Спальню огласил восторженный вопль, словно комната вдруг превратилась в пещеру Аладдина: не веря своим глазам, все замерли перед гардеробом с рядами шляп, ботинок и накидок.
Теперь Ширин уже не могла отказать в показе новинок и, сдавшись уговорам, облачилась в полный дамский комплект: платье, накидка, шляпа. Она вызывающе прошлась по комнате, ожидая услышать смех, но распахнутые глаза зрителей светились изумлением, смешанным с завистью.
— О, мама́! — воскликнула Шерназ, никогда так не обращавшаяся к матери.
— Что еще за «мама́»? — удивилась Ширин. — С каких это пор ты меня так называешь?
— Я так сказала? — заморгала Шерназ.
— Да.
— Потому, наверное, что ты не похожа на нашу прежнюю мамочку.
— А на кого я похожа?
— Не знаю… Ты совсем другая и… такая молодая…
Шерназ вдруг расплакалась, и тогда все остальные ее в том поддержали.
На два последних дня перед отплытием дочери и внучки переселились к Ширин. Вместо предполагаемой помощи в сборах гости только добавили хлопот, которым путешественница была рада, поскольку они отвлекали от мыслей о поездке.
Вечером накануне отъезда братья устроили домашний джашан[60], дабы снискать благословение путешествию и пожелать сестре легкой дороги. Ширин слегка нервничала, но все прошло очень хорошо. Все видные городские семейства парсов, включая Ридимони и Дадисет, прислали своих представителей, и даже госпожа Джиджибой заглянула ненадолго. Самое главное, среди гостей были члены панчаята, и Ширин почувствовала громадное облегчение, ибо все-таки еще опасалась, что высший орган общины объявит ее изгоем, а теперь вроде как получено добро на путешествие.
Утром Ширин вместе с дочерями, внучками и зятьями приехала в порт, где уже собралась изрядная толпа: куча родственников провожала Розу, нанятый Вико оркестр играл бодрые марши.
Капитан «Лани», рослый моряк с опаленным солнцем лицом и бакенбардами-котлетами, был уведомлен о Ширин и, встретив ее с букетом в руках, лично препроводил в каюту по правому борту, состоявшую из нескольких помещений: маленькой спальни, комнаты чуть больше, служившей гостиной и столовой, и каморки с койкой для Розы.

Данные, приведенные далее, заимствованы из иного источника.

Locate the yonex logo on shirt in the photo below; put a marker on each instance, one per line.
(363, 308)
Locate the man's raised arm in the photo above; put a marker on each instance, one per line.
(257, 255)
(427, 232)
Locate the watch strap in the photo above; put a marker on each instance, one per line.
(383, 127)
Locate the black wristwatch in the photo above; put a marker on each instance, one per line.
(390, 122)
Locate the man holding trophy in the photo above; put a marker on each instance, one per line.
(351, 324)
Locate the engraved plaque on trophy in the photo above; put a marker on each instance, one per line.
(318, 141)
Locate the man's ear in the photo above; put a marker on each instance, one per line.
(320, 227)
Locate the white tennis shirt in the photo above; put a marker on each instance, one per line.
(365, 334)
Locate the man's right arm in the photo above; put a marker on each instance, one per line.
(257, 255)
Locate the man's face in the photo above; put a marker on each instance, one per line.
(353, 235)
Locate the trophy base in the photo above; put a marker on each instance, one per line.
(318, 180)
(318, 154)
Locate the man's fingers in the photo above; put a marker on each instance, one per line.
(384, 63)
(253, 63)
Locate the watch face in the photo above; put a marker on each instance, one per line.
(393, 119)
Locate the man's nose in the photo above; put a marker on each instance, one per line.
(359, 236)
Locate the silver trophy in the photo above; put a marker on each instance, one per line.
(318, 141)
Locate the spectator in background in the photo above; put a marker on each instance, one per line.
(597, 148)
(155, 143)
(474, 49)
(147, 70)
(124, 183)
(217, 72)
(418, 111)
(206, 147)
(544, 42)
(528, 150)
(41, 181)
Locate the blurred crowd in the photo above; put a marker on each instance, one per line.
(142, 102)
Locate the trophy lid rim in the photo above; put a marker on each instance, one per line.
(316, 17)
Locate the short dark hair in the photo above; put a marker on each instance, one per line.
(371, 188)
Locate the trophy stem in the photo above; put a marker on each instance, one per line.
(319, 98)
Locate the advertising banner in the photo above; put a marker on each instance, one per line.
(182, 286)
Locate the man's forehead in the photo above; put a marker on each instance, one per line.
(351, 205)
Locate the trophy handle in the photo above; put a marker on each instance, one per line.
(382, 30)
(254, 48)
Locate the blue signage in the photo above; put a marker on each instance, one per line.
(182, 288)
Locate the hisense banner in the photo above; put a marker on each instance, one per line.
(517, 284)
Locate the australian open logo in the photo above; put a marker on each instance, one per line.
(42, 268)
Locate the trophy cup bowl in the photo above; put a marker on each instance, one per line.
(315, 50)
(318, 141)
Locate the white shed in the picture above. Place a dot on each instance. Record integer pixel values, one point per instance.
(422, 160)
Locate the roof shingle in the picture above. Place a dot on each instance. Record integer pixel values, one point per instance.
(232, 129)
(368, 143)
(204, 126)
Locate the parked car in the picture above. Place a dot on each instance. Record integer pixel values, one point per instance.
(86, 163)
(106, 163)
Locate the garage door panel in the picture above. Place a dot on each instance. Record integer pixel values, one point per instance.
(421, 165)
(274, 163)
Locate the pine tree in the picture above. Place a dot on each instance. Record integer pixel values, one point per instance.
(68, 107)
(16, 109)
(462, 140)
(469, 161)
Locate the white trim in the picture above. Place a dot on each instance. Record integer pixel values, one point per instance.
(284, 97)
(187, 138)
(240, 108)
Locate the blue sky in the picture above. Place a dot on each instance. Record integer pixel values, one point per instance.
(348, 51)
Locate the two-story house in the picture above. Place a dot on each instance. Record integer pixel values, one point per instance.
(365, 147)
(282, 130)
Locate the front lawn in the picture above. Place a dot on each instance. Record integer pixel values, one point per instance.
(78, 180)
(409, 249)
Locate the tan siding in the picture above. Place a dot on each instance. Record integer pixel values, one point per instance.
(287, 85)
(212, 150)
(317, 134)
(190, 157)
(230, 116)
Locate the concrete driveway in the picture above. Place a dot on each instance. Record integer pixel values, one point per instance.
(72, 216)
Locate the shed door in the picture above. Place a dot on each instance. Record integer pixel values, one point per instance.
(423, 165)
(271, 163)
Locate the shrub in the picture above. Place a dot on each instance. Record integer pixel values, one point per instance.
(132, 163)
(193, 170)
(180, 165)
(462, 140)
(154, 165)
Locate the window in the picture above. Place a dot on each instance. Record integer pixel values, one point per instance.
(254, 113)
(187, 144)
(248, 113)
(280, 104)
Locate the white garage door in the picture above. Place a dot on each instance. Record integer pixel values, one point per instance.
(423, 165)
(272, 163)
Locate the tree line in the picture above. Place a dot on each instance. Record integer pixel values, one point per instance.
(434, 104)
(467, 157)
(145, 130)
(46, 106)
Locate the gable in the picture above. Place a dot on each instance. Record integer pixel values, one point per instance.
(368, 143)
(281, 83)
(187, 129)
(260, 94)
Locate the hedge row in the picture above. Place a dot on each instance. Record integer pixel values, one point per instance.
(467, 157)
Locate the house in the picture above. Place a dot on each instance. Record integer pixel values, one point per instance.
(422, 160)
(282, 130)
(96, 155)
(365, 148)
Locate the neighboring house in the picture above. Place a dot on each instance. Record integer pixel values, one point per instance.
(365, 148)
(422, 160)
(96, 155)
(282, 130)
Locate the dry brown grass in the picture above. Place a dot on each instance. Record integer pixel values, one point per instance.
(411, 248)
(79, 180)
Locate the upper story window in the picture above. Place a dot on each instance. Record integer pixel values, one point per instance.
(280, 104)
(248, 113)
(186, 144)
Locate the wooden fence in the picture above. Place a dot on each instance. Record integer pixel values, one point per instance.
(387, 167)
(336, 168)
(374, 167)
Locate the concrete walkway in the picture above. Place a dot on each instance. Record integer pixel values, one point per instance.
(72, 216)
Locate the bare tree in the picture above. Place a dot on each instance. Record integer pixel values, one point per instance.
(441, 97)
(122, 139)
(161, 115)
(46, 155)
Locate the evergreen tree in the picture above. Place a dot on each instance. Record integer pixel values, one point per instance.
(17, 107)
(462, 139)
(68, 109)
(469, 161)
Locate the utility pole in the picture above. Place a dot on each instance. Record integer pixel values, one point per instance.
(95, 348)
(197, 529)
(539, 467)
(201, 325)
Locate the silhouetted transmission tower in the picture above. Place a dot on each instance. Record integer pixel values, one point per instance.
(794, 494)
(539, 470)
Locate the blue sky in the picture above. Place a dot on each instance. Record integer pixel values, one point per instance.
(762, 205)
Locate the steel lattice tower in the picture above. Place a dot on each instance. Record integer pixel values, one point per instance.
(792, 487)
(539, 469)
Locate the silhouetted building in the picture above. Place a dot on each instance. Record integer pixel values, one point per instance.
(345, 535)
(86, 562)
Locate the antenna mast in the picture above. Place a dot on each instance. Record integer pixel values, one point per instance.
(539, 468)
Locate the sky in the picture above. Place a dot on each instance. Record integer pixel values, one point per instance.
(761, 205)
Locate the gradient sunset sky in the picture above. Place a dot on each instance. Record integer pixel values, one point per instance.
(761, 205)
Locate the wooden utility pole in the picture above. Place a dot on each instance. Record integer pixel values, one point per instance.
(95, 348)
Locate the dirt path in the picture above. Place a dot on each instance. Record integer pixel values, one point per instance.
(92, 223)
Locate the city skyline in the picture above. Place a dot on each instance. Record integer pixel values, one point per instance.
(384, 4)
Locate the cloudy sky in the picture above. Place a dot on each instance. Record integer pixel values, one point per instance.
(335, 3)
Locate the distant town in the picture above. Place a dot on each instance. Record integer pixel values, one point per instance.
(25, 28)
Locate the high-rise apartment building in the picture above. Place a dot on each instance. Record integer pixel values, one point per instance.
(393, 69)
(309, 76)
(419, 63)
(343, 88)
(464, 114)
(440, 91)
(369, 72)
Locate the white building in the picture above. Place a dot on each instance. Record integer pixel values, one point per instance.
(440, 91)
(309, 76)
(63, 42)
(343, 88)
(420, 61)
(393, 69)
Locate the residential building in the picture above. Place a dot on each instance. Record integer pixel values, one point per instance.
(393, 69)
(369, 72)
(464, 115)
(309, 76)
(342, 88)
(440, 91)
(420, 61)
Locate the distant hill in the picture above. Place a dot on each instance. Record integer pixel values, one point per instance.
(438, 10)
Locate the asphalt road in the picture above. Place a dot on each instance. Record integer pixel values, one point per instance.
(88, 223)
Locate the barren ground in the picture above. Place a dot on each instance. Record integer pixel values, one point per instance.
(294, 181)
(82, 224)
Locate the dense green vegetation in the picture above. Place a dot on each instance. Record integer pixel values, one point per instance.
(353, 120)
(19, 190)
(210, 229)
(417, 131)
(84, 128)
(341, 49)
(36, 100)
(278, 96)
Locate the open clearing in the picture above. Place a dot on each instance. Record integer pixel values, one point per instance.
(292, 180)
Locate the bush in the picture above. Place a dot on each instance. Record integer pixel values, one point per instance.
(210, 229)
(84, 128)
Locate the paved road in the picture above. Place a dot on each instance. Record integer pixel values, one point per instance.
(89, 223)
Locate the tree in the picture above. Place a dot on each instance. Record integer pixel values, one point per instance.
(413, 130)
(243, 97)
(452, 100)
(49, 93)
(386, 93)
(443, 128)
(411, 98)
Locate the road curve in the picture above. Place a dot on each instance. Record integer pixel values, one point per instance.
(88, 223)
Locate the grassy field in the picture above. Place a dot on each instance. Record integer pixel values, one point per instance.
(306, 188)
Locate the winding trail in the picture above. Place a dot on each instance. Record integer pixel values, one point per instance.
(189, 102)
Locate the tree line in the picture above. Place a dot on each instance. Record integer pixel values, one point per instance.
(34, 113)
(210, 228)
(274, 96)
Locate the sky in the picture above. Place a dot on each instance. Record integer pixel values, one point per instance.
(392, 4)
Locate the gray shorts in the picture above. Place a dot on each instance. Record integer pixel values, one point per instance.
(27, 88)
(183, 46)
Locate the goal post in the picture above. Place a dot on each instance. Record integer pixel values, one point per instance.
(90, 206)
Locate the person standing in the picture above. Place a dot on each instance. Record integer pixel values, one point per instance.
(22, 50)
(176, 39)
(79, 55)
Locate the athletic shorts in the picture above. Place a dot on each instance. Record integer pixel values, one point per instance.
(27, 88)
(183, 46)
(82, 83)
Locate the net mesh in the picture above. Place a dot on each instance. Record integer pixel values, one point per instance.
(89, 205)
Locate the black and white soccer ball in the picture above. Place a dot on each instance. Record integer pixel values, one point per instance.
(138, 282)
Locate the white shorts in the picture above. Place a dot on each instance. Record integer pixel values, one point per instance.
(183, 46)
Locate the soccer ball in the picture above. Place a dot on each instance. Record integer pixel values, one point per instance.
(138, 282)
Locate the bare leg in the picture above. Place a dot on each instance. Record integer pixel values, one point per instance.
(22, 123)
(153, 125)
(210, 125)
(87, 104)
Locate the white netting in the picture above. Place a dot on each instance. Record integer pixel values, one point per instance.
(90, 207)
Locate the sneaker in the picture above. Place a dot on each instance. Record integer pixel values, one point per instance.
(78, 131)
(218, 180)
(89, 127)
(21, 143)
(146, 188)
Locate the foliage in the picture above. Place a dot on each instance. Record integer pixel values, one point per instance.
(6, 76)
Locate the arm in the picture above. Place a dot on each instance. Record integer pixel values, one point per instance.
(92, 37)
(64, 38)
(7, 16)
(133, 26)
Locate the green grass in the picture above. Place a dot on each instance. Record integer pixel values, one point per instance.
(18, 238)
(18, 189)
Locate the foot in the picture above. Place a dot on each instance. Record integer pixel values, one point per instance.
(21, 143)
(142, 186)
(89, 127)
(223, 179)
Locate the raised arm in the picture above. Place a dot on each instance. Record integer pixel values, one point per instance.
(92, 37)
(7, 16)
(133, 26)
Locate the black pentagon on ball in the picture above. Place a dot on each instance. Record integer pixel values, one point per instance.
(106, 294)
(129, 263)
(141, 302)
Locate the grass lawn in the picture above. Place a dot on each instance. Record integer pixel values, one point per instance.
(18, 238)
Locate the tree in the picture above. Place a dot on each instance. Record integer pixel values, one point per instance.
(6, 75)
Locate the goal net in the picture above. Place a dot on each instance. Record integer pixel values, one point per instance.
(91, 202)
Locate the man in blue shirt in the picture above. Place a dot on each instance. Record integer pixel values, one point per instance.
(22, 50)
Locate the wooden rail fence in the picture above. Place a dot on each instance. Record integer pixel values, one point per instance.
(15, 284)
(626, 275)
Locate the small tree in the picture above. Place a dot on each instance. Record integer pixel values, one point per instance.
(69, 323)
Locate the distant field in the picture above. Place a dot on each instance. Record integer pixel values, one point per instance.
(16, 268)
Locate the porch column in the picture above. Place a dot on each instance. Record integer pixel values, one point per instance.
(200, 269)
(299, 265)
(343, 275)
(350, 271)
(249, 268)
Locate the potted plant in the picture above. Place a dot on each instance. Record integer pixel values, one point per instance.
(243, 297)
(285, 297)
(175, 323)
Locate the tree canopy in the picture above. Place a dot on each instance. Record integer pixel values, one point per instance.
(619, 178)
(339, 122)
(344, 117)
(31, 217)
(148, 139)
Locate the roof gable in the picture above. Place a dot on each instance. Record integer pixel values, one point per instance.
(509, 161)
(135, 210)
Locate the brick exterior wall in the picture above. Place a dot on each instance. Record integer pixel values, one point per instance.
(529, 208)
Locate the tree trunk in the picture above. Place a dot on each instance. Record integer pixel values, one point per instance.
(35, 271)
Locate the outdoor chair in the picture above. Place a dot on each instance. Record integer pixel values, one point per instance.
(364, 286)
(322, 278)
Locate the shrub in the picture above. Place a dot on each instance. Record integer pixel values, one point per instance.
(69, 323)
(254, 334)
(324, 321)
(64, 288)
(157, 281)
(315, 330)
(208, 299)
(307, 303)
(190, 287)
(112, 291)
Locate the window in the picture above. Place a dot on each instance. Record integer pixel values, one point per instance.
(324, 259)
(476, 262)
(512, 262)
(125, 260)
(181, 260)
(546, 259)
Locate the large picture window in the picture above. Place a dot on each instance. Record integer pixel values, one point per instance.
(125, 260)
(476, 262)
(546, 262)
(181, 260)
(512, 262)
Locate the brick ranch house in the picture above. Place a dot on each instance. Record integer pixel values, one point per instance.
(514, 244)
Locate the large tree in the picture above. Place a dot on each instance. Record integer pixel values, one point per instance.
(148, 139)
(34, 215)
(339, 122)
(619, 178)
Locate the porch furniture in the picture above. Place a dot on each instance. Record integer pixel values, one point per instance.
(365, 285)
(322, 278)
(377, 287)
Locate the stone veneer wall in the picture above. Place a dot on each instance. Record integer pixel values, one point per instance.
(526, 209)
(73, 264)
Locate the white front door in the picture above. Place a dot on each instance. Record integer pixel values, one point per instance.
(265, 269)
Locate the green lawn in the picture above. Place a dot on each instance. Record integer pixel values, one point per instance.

— Надеюсь, вы довольны, мадам?
Ширин даже не рассчитывала на подобную роскошь.
— Чудесно! — сказала она.
После ухода капитана родные помогли Ширин обустроиться, все они были в полном восторге от каюты, и только сама путешественница не могла избавиться от ощущения, что как будто что-то упустила. И лишь когда пришло время провожающим сойти на берег, она вспомнила — торан! Ширин кинулась к сундуку и достала вышитую бисером занавеску, какую парсы вешают на входную дверь. Дочери и внучки помогли приладить ее к косяку, потом все гурьбой вышли в коридор полюбоваться своей работой.
— Экдум гхер джаву че, совсем как дома, правда? — вздохнула Шерназ.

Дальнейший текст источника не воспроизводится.